Siduri, the sad thing is that you _should_ be right, but in the US you're less right than you ought to be. Fresh vegetables, in season, are expensive here, because of our ridiculous food distribution system, among other factors. Good frozen vegetables remain passably inexpensive, but many of them do not hold up well to stews like this. You just wouldn't believe what a remotely decent tomato or zucchini can cost in late summer in a supermarket!

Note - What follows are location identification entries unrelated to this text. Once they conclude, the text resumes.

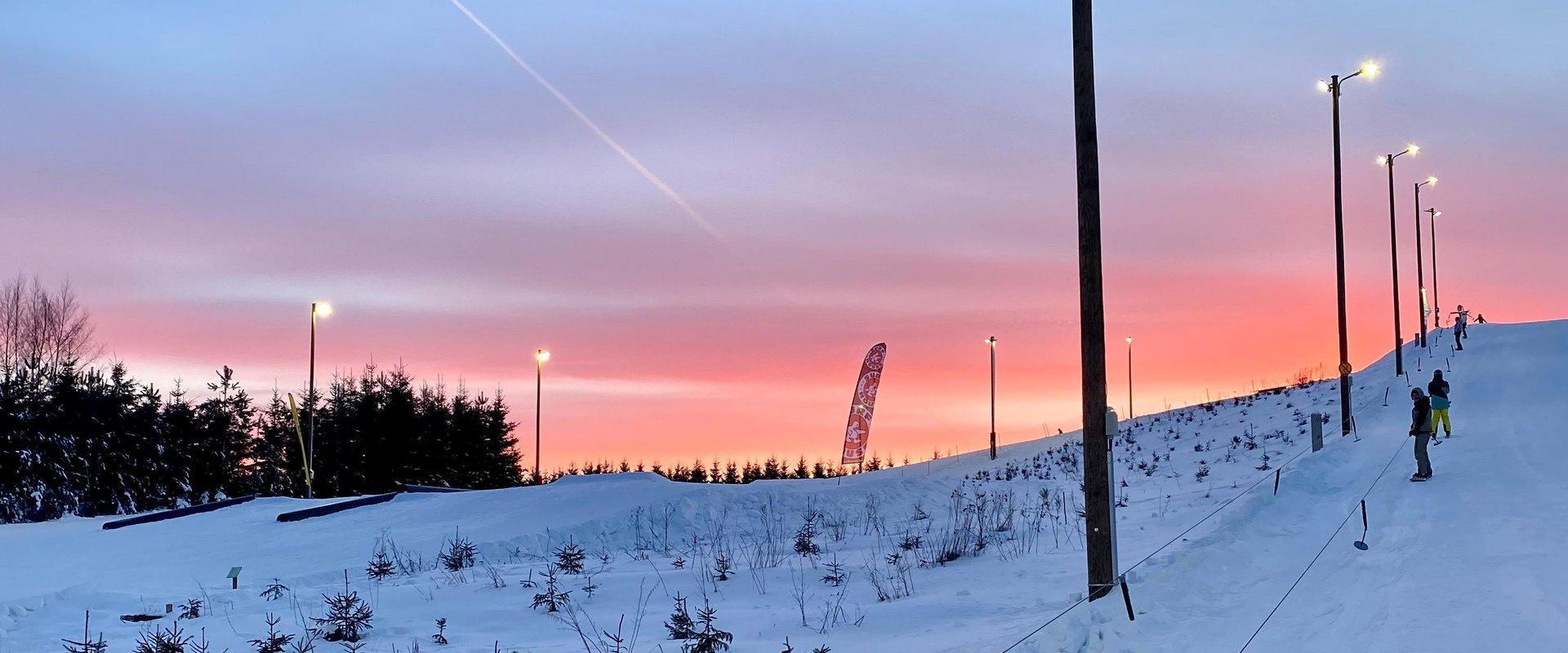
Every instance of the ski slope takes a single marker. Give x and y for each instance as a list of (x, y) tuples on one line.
[(1463, 562)]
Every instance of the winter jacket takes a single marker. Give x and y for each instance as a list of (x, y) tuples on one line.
[(1438, 389), (1421, 417)]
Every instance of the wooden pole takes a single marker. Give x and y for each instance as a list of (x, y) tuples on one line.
[(1092, 310)]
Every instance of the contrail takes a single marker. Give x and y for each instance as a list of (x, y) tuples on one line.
[(604, 136)]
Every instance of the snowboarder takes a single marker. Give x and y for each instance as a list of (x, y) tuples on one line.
[(1421, 428), (1440, 403)]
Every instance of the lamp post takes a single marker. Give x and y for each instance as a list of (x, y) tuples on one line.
[(317, 310), (538, 403), (1333, 88), (1421, 267), (1129, 378), (1432, 237), (991, 342), (1392, 245)]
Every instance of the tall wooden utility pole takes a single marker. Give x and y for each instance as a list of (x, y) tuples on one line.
[(1092, 312)]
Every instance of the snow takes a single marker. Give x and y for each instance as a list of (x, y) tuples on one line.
[(1463, 562)]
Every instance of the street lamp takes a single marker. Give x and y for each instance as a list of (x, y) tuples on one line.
[(1129, 378), (538, 403), (317, 310), (1333, 88), (1421, 267), (1432, 237), (991, 342), (1392, 245)]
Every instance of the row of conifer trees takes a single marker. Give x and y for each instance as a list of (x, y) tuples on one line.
[(91, 442)]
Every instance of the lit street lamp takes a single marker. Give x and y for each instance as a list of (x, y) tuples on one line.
[(1392, 247), (1129, 378), (1432, 237), (991, 342), (1421, 267), (317, 310), (538, 402), (1333, 88)]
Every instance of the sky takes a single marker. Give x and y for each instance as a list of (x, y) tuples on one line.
[(867, 171)]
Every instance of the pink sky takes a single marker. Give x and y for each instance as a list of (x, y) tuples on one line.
[(880, 171)]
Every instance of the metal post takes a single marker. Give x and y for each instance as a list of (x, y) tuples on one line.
[(1129, 378), (310, 446), (1421, 271), (1092, 310), (993, 397), (538, 404), (1339, 269), (1392, 247)]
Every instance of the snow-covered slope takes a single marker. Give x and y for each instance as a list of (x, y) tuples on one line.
[(966, 553)]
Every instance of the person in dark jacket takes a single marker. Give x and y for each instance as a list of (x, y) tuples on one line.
[(1440, 404), (1421, 428)]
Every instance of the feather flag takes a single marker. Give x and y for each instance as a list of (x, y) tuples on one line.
[(860, 428)]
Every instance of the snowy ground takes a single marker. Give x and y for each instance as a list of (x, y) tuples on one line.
[(1465, 562)]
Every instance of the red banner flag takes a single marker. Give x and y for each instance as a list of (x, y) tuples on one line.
[(860, 429)]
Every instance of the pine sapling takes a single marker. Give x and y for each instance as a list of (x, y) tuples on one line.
[(441, 632), (274, 591), (835, 575), (679, 622), (87, 644), (707, 637), (380, 567), (347, 614), (569, 557), (552, 598), (804, 539), (162, 641), (274, 642)]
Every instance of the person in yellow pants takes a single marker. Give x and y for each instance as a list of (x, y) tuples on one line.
[(1440, 404)]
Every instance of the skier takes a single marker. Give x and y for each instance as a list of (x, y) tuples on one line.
[(1440, 403), (1460, 322), (1421, 428)]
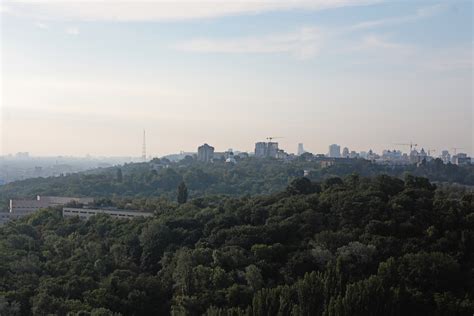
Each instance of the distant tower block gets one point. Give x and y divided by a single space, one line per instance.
144 147
301 149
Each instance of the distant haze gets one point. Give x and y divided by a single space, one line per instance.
88 77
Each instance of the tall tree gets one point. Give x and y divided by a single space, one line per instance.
182 193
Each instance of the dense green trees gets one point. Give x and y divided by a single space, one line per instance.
352 246
182 193
248 176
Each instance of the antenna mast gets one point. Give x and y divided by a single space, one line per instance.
144 147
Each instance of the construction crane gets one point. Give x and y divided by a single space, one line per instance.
430 151
411 144
273 137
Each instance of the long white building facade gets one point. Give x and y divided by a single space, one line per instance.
86 213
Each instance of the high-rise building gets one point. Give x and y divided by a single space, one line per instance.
445 156
260 149
345 152
334 151
265 150
205 153
301 149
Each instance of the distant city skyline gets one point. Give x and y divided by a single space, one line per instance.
88 77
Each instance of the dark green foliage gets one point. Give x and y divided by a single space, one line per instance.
182 193
352 246
248 176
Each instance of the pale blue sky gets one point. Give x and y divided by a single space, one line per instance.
88 77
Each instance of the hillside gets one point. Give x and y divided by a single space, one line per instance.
362 246
248 176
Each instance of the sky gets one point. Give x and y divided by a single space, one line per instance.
85 77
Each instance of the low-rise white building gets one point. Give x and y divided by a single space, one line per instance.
86 213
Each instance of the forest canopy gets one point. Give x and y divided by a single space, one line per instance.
342 246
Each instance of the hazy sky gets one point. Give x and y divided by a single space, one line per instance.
88 77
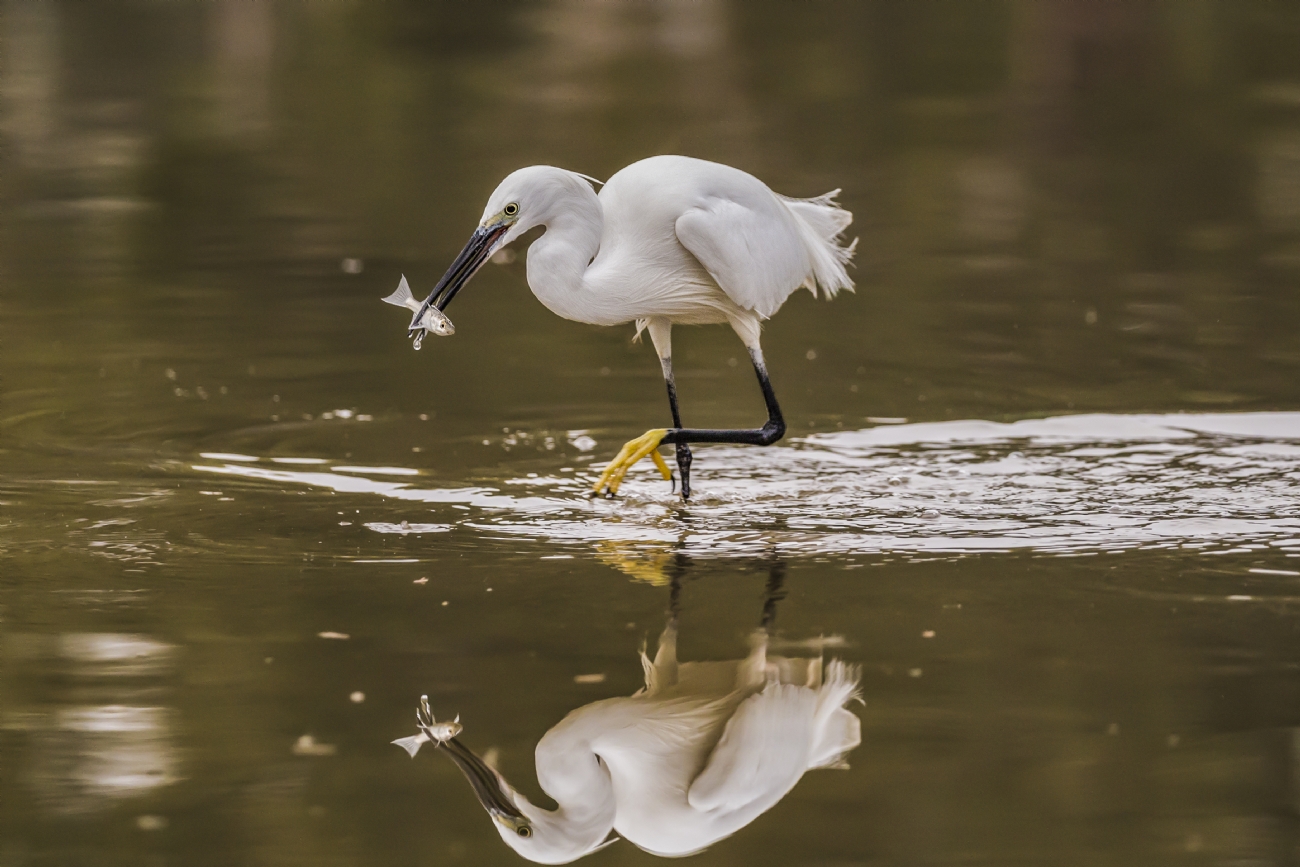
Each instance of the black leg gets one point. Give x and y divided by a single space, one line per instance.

Beans are cheap, still, especially dry beans, and you can find a wide selection in almost any grocery store. A tip: be sure to check the "international foods" section and compare prices, because sometimes South or Central American beans (e.g. Goya) will be ridiculously cheaper than the same beans from somewhere else.


----------



## siduri (Aug 13, 2006)

ChrisLehrer said:


> Siduri, the sad thing is that you _should_ be right, but in the US you're less right than you ought to be. Fresh vegetables, in season, are expensive here, because of our ridiculous food distribution system, among other factors. Good frozen vegetables remain passably inexpensive, but many of them do not hold up well to stews like this. You just wouldn't believe what a remotely decent tomato or zucchini can cost in late summer in a supermarket!
> 
> Beans are cheap, still, especially dry beans, and you can find a wide selection in almost any grocery store. A tip: be sure to check the "international foods" section and compare prices, because sometimes South or Central American beans (e.g. Goya) will be ridiculously cheaper than the same beans from somewhere else.

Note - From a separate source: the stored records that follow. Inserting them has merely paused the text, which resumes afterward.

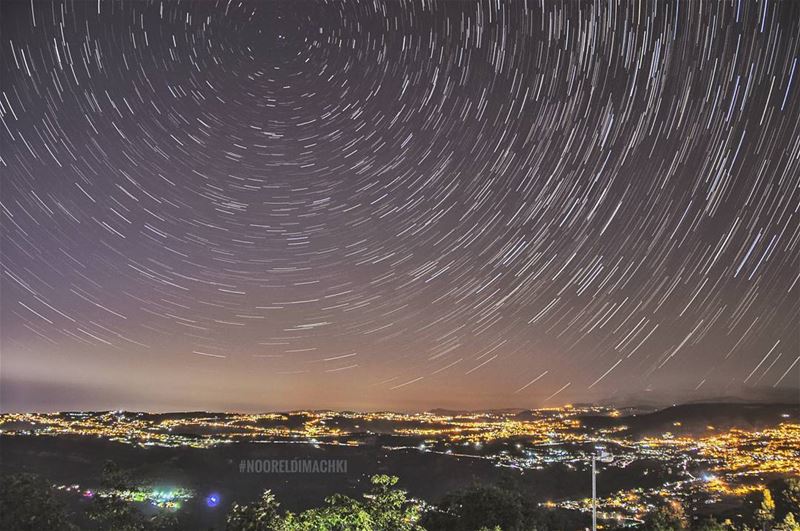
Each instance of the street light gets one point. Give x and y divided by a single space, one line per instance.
604 457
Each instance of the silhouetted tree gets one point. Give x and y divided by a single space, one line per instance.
27 503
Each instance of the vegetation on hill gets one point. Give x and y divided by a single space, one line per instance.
28 502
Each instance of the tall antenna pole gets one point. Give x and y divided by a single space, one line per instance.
594 494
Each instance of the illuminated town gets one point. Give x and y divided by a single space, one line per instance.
710 465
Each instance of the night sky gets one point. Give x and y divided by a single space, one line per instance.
401 205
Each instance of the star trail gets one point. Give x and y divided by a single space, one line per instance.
250 205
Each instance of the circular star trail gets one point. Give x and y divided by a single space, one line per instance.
398 204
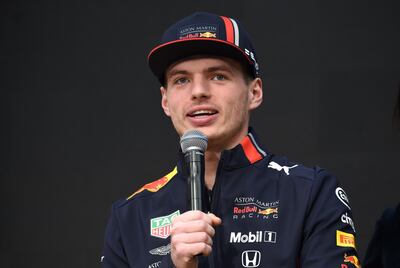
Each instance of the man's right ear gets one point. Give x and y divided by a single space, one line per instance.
164 100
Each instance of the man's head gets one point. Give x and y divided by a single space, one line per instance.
203 34
209 84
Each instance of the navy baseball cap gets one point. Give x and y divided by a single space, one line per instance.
203 33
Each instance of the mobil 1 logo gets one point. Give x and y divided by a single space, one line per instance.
253 237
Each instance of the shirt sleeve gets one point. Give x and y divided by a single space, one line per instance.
329 233
113 252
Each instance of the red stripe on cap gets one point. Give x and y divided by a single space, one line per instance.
250 150
200 39
230 37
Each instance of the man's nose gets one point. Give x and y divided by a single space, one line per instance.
200 89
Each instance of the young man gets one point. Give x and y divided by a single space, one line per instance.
266 211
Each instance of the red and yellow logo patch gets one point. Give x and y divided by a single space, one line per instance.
156 185
345 239
353 260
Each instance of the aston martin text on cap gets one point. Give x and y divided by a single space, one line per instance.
203 33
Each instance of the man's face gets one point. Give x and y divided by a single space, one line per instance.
210 94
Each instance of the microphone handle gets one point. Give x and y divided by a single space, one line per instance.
195 183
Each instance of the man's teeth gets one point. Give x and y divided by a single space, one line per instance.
202 112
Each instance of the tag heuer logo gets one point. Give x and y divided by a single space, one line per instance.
161 226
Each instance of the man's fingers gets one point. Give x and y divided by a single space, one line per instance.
191 250
193 226
188 238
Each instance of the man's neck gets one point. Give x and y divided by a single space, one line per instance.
211 164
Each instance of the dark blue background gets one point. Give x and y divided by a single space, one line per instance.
81 122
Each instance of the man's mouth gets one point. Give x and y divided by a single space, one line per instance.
202 113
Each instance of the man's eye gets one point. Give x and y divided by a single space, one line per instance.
219 77
181 81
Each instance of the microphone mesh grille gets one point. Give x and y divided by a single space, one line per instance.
194 138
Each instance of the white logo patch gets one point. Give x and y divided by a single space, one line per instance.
342 196
162 251
278 167
251 258
256 237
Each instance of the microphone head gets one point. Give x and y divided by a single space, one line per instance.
193 140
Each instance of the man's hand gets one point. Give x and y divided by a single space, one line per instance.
191 235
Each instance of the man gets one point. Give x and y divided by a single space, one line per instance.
265 211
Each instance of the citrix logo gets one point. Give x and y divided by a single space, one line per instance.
256 237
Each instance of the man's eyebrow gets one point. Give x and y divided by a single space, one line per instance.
219 68
176 72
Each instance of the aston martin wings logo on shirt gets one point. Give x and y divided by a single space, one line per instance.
278 167
156 185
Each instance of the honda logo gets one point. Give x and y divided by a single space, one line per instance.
251 258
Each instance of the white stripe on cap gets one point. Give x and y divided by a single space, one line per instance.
255 144
236 30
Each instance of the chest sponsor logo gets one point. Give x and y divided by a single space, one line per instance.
162 251
345 239
353 260
251 258
253 237
252 208
342 196
348 220
161 226
155 264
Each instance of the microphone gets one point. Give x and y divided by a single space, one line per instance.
194 144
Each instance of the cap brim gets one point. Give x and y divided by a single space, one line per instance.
161 57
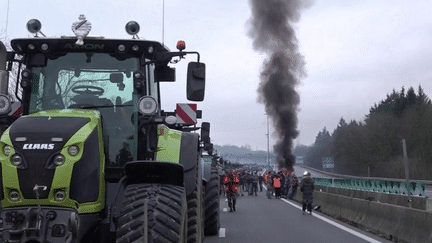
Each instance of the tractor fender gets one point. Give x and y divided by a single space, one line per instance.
189 158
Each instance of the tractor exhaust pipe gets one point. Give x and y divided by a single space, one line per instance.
4 75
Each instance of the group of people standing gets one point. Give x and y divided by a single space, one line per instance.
283 184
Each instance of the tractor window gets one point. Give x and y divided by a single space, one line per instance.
92 81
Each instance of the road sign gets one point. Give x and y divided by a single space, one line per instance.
186 114
328 162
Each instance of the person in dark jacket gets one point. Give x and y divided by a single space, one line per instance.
277 185
307 187
294 184
260 181
231 188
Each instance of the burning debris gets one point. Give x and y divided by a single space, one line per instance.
271 27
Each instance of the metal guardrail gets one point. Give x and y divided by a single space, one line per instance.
373 185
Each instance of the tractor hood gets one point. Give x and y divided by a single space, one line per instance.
38 139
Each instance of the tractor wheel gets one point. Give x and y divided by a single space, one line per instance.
211 225
196 211
161 207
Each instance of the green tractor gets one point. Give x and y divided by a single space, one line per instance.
94 158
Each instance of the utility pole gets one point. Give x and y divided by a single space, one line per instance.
406 172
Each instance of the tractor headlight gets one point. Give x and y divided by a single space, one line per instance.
17 160
5 105
14 195
73 150
6 150
60 196
147 105
59 160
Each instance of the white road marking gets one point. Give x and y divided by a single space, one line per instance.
364 237
222 232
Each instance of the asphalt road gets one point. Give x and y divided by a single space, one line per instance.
259 219
300 170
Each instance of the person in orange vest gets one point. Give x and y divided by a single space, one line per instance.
269 183
277 185
307 187
231 187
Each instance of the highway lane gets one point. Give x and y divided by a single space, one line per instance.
258 219
300 170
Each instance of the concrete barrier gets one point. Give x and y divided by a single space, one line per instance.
392 222
423 203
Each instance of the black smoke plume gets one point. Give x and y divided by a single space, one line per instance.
271 27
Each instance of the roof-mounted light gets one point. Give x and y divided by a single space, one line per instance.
147 105
34 26
181 45
5 105
81 28
132 28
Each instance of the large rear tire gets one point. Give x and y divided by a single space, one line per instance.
165 215
195 202
211 223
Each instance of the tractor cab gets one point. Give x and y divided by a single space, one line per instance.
92 141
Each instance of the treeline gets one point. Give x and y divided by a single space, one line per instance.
375 144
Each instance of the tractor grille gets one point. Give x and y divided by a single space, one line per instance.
41 131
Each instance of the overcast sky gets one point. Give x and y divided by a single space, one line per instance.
356 52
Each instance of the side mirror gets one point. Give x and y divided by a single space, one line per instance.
116 78
205 132
196 81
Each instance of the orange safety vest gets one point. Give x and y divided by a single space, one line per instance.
225 179
276 182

True enough, chris, but the guy's in california - SOME vegetables must be there available. Or are things that far gone? But anyway frozen spinach works well in the lentil soup. And back in the day, some 35 years ago, I used to buy frozen mixed vegetables to make minestrone - i used to do a soffritto of fresh carrot, celery, onion and garlic, and then threw in the mixed vegetables, frozen spinach and boiled it - now I could tell the difference but back then, it seemed good. Anyway, Rima, you use what you can find at a good price fresh, the rest frozen.


----------



## gunnar (Apr 3, 2008)

It's not that bad if you have the time to find and shop the asian and mexican markets veges are much much cheaper.  I swear shopping at a Bel Air makes me wonder if they think I live in Bel Air too.


----------



## rima20904 (Sep 23, 2010)

lol the problem with buying veggies is that the nearest shop is 20 min on bicycle and i dont have the time to be going every week for veggies and carrying them back, and its difficult to buy in large quantities since i dont want it to spoil. my school has a market but of course, its expensive especially since its all generally organic. but if i do buy veggies ill make sure to try at least the minestrone cuz ive never had that before. ^^ thank you.


----------



## kyheirloomer (Feb 1, 2007)

_lol the problem with buying veggies is that the nearest shop is 20 min on bicycle_

Sorry to sound harsh, but this sounds like an excuse rather than an explanation. I went all through school without a vehicle of any kind. But there was always a friend with a car available if I had to go somewhere distant. For anything close-by (that is, within, say, four miles) it was shank's mares.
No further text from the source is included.